Cette version est utile à Reconquête. Elle évite d’installer une guerre ouverte entre les deux figures du parti. Elle laisse aussi ouverte la possibilité d’une recomposition plus large à droite, idée que Knafo défend régulièrement. Laurent Wauquiez a d’ailleurs appelé à une candidature unique allant « d’Édouard Philippe à Sarah Knafo ». Zemmour, lui, s’est dit favorable à une grande primaire de Gérald Darmanin à Sarah Knafo. Chacun y voit ce qu’il veut : un outil de clarification pour les uns, une machine à survivre pour les autres.
Mais l’hypothèse d’une montée en puissance de Knafo dérange aussi. Des observateurs ont souligné que sa communication peut masquer la radicalité de ses positions. Dans une analyse de début mars, Reuters France expliquait que sa ligne et son exposition médiatique nourrissaient un vote d’extrême droite plus bourgeois à Paris, tout en servant une stratégie de banalisation. Cette lecture ne dit pas qu’elle remplace Zemmour. Elle dit quelque chose de plus précis : son image travaille à élargir l’audience du camp qu’il a créé.

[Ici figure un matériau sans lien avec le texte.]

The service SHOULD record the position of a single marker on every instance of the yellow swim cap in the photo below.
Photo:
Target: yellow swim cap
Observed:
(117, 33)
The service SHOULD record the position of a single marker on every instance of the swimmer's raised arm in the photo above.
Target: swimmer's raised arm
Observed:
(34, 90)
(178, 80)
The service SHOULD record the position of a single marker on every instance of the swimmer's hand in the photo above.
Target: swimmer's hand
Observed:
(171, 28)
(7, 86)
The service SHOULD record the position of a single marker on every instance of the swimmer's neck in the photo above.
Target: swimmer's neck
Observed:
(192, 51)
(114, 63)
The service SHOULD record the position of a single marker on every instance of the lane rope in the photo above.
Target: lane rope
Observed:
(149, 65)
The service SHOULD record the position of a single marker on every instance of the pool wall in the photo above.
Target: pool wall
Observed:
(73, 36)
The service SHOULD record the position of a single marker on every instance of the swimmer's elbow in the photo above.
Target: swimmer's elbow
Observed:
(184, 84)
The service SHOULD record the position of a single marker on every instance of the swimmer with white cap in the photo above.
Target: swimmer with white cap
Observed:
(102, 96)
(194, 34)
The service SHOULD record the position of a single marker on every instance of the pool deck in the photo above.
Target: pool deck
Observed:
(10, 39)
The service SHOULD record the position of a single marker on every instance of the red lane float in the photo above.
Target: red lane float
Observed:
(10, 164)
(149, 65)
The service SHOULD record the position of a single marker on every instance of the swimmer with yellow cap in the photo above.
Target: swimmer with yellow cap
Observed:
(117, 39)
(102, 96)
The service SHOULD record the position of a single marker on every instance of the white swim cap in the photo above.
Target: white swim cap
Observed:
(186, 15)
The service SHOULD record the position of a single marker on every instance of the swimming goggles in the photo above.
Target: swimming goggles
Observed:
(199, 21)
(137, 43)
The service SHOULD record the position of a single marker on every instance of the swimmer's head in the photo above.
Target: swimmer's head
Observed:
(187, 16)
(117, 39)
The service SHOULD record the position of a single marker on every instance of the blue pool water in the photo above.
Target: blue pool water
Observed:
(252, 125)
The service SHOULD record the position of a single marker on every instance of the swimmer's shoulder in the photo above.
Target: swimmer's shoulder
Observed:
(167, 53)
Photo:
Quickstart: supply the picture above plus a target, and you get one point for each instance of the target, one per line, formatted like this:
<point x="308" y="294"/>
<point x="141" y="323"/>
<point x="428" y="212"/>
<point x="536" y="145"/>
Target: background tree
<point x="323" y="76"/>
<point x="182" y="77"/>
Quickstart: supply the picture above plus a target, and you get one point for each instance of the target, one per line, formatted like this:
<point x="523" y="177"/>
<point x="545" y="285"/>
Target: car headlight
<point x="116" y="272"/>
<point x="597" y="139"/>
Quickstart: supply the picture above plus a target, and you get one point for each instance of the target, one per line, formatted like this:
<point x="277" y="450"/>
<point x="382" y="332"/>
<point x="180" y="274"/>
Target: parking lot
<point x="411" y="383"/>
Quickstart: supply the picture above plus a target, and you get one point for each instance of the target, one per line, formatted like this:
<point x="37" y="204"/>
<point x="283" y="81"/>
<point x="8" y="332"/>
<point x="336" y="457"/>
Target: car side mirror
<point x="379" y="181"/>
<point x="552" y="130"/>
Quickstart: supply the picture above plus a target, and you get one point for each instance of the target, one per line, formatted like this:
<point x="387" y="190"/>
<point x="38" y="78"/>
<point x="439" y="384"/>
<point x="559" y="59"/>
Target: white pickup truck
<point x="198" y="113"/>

Qui gagne, qui perd, et ce qu’il faut surveiller
Si Knafo s’impose comme première porte-parole de 2027, elle gagne d’abord en autonomie. Elle peut construire sa propre ligne, son propre public et son propre calendrier. Zemmour, lui, risque de devenir un leader de plus en plus commentateur de son propre camp. C’est un danger classique pour les partis bâtis autour d’un nom : quand la nouvelle génération parle plus fort, le fondateur reste central, mais ne contrôle plus tout.
Pour les autres acteurs de droite, l’enjeu est différent. Une Knafo plus visible peut être utile à ceux qui veulent une coalition large contre le bloc central et contre le RN. Mais elle peut aussi compliquer la donne, car elle reste associée à Reconquête et à une ligne très dure sur l’immigration, la sécurité et la dépense publique. Les soutiens potentiels doivent donc arbitrer entre l’efficacité électorale et le coût d’image.
À l’inverse, ses adversaires trouvent dans cette montée en puissance une cible déjà connue. Le camp macroniste, la droite classique et le RN ont chacun intérêt à la traiter soit comme une concurrente sérieuse, soit comme une figure de rupture qu’il faut contenir. Cette ambiguïté fait sa force. Elle peut aussi devenir sa limite : plus elle prend de place, plus elle oblige tout le monde à se positionner. Et plus le débat sur 2027 se resserre autour d’elle, plus la question de fond revient : Reconquête prépare-t-il une candidature de Zemmour, une candidature Knafo, ou simplement une bataille d’influence pour survivre jusqu’à la présidentielle ?
L’horizon immédiat est donc double. D’abord, voir si la consultation annoncée par Knafo devient une vraie séquence nationale, avec des étapes, des thèmes et des relais locaux. Ensuite, attendre la décision de Zemmour lui-même, qui reste, à ce stade, le seul à pouvoir dire si Reconquête ira à 2027 avec son fondateur, sa numéro deux, ou les deux dans une compétition feutrée.